'Blood Simple' [Blu ray]
(John Getz, Dan Hedaya, et al / Blu ray / NR / 2011 / MGM)
Overview: When Marty, the owner of a backwoods bar, hires a man to kill his cheating wife and her boyfriend, he opens a door into the criminal world that he'll never be able to shut. The sleazy hit man decides instead to shoot Marty, thereby collecting his unearned fee and eliminating the only person who could implicate him. Or so he thinks.
Blu ray Verdict: Without doubt one of the Coen's darkest films, `Blood Simple' is also one of their best. Slow, brooding and manipulative, `Blood Simple' unfolds like one of the most unsettling horror movies of our generation, and it does so with such distinguished fire we can't help but be stirred inside. This is one of those movies that are so mesmerizing that one doesn't initially notice the haunting aspects of the plot until it is too late and we are sucked deep inside.
The film follows Ray and Abby, two lovers who are hiding from Abby's vengeful husband Julian (who also happens to be Ray's boss). When Julian can't take his wife's cheating heart any longer he hires Private Investigator Loren Visser to kill them, but when Loren decides to try and pull one over on Julian everything goes downhill and spirals into an amalgam of tragedy.
The films darkness sheds light on the overwhelming consequences of betrayal, and while Julian doesn't appear to be the most respectable of men his wife's actions are really the root cause of the characters turmoil. `Blood Simple' is a wonderful example of the cold and obviously embellished results of a wandering heart and it exposes the evil that is lingering in us all, waiting for a chance of justifiably expose itself.
On the outset the film may appear to be nothing more than a well constructed horror thriller but it is a very smart character study and a truly mesmerizing answer to the cheating spouse. Even the ending is remarkable intelligent and on point with the films reasoning for it leaves the guilty party (ambiguous SPOILER here) alone to contemplate her actions.
The performances within this film are also stellar. I was most impressed with Dan Hedaya, an actor who always seems to find himself with a thankless supporting role. He is finally given a chance to exercise his acting muscle here as Julian and is utterly commanding and fear inspiring in each scene. Frances McDormand makes one amazing debut here, proving why she is so loved in the first place. The film is not very interested in her until the third act really, but she is so moving in that act.
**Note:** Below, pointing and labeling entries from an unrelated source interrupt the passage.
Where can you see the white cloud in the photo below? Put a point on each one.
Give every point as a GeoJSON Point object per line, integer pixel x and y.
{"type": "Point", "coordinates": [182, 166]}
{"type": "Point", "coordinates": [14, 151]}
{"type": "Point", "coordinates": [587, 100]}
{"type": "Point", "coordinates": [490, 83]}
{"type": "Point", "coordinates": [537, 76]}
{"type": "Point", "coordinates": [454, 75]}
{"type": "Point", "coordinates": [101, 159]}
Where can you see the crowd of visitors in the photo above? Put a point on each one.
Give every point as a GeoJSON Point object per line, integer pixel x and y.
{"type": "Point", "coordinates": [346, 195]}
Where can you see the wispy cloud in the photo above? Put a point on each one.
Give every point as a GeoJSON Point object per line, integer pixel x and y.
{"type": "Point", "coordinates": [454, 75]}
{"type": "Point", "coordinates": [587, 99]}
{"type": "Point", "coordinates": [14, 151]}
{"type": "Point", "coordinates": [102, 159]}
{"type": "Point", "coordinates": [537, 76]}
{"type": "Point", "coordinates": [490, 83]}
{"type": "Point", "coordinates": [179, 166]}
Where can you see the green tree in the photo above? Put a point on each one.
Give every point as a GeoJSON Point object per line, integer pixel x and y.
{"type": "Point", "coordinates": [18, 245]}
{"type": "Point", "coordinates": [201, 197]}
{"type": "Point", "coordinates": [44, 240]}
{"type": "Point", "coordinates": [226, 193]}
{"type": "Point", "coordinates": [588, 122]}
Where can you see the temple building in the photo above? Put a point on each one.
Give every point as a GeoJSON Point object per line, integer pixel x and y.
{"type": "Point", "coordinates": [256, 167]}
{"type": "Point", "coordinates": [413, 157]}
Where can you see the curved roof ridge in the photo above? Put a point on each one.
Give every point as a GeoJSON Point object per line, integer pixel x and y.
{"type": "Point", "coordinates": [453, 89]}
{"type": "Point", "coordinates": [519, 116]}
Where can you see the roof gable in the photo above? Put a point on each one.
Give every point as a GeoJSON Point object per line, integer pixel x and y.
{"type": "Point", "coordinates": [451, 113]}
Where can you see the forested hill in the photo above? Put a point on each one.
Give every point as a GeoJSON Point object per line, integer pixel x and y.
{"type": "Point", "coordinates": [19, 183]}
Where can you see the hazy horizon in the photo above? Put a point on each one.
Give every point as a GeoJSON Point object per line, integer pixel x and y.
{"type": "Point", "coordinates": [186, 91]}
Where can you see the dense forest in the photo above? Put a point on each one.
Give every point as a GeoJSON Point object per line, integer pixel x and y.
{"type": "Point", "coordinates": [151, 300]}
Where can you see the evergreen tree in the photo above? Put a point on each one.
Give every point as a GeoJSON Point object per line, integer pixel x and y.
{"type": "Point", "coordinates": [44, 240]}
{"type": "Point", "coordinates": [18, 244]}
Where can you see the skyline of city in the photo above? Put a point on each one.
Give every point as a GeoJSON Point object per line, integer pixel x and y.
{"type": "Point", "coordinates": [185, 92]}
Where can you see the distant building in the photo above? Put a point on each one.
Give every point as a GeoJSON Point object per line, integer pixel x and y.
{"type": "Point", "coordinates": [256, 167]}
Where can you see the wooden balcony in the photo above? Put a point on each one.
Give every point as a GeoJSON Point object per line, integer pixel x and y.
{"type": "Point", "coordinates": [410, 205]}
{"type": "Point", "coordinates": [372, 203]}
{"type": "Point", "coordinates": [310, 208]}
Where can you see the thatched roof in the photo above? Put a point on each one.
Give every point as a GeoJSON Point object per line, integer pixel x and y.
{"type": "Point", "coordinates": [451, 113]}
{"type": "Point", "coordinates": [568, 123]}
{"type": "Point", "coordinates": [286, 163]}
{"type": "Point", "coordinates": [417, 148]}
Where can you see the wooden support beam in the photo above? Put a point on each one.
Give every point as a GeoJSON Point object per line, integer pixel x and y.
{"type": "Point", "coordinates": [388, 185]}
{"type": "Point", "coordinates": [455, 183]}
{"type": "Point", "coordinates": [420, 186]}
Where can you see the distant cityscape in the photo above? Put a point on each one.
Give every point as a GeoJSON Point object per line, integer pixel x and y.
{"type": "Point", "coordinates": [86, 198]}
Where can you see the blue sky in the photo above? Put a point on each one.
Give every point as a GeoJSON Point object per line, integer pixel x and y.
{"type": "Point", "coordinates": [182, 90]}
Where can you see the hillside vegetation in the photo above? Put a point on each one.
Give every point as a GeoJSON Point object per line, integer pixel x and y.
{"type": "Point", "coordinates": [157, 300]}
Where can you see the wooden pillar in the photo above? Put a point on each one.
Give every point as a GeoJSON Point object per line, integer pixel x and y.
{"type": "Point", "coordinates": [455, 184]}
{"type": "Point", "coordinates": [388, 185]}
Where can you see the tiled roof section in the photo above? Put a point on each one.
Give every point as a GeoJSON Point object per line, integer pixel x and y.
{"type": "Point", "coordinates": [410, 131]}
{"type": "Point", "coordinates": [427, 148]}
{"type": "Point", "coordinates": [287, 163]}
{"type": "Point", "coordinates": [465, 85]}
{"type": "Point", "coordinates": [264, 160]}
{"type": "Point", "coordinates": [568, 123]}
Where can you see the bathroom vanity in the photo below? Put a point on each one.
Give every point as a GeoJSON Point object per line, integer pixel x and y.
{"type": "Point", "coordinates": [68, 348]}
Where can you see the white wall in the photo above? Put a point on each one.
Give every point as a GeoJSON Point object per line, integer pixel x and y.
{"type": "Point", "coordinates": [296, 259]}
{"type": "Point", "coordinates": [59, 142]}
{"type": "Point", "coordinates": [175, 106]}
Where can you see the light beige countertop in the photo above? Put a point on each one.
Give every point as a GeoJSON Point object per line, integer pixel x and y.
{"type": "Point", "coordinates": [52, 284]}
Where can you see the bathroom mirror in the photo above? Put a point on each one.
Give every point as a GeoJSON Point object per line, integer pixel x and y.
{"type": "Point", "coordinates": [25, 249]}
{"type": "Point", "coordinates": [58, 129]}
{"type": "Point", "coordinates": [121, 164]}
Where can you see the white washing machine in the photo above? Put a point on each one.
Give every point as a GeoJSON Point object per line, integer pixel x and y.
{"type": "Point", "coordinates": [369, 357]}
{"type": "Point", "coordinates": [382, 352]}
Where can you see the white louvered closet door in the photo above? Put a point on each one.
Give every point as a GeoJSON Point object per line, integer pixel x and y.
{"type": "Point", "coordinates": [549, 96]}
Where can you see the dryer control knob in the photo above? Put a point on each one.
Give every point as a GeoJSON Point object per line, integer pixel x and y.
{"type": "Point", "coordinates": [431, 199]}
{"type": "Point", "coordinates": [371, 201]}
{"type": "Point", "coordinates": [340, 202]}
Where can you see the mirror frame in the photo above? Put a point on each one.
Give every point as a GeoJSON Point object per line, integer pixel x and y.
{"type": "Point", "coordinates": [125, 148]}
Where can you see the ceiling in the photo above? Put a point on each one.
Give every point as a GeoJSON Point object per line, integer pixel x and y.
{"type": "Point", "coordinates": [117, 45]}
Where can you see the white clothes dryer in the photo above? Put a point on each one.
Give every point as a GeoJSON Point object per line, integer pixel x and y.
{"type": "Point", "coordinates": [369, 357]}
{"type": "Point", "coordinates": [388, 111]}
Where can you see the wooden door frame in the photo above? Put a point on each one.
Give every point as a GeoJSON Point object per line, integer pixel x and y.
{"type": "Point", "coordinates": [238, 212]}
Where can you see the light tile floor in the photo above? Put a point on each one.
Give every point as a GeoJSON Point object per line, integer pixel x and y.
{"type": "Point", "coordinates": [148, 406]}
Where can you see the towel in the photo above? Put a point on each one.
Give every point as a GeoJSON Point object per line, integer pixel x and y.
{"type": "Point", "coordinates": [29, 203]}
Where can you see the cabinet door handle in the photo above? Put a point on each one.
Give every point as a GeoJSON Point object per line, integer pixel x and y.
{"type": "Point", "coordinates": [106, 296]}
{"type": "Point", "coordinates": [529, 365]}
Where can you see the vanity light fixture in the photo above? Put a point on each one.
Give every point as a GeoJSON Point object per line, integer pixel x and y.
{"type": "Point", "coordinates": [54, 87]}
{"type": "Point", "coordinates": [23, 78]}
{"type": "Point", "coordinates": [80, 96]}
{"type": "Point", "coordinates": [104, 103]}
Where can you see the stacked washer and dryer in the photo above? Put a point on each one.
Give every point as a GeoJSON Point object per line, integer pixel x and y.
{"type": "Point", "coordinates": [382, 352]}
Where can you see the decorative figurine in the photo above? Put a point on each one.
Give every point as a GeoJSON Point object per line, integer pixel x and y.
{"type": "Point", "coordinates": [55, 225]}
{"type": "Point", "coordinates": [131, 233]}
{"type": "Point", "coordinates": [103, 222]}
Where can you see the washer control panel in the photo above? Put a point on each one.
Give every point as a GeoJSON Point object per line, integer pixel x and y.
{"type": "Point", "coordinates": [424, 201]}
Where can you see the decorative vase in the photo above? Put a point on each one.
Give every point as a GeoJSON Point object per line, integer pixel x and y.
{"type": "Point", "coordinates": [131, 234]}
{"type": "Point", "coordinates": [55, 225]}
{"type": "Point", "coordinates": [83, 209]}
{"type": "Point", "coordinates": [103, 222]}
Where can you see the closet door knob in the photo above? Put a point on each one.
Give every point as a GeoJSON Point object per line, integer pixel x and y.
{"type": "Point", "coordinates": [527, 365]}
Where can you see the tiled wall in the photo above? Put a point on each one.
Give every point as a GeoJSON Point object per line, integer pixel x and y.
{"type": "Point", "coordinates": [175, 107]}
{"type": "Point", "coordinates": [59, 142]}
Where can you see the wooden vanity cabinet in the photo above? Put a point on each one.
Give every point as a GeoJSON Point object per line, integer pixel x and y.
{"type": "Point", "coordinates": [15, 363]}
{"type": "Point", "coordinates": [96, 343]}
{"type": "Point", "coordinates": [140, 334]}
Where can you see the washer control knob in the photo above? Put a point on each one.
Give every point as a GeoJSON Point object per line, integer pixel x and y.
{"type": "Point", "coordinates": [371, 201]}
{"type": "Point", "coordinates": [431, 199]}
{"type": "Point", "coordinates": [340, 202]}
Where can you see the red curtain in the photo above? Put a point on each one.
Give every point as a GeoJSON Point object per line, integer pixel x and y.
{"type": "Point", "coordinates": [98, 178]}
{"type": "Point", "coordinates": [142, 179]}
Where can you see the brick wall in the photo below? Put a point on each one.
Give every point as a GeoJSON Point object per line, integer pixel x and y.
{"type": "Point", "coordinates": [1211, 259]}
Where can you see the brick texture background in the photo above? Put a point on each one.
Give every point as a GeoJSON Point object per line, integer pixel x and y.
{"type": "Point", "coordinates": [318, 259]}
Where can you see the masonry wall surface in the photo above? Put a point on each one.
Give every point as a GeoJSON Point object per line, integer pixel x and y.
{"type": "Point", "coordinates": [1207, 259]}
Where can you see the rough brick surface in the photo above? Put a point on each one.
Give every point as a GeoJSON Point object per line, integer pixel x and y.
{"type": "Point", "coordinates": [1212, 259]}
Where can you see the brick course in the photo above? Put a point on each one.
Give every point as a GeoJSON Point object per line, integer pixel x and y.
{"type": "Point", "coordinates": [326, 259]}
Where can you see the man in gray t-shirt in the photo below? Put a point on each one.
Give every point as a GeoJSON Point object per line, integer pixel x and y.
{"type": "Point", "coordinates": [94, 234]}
M. Emmet Walsh is incredibly creepy as Loren and John Getz is effectively apathetic (another smart play on the `other man' persona).
The final few frames of the film are some of the most intensely crafted scenes in the history of the genre and that whole `hand coming through the window' scene is remarkable to say the least. If you take nothing else away from this film, take away the fact that that last scene is one of the best scenes in the history of film.
`Blood Simple' is dark and gory and intense. It's also humorous (this is a Coen film) and intelligent. Underneath the films `horror' veneer is a film about as honest as they come in its dissection of the marital bonds and the aftereffects of their severing. [AE] This is a Widescreen Presentation (1.85:1) enhanced for 16x9 TVs.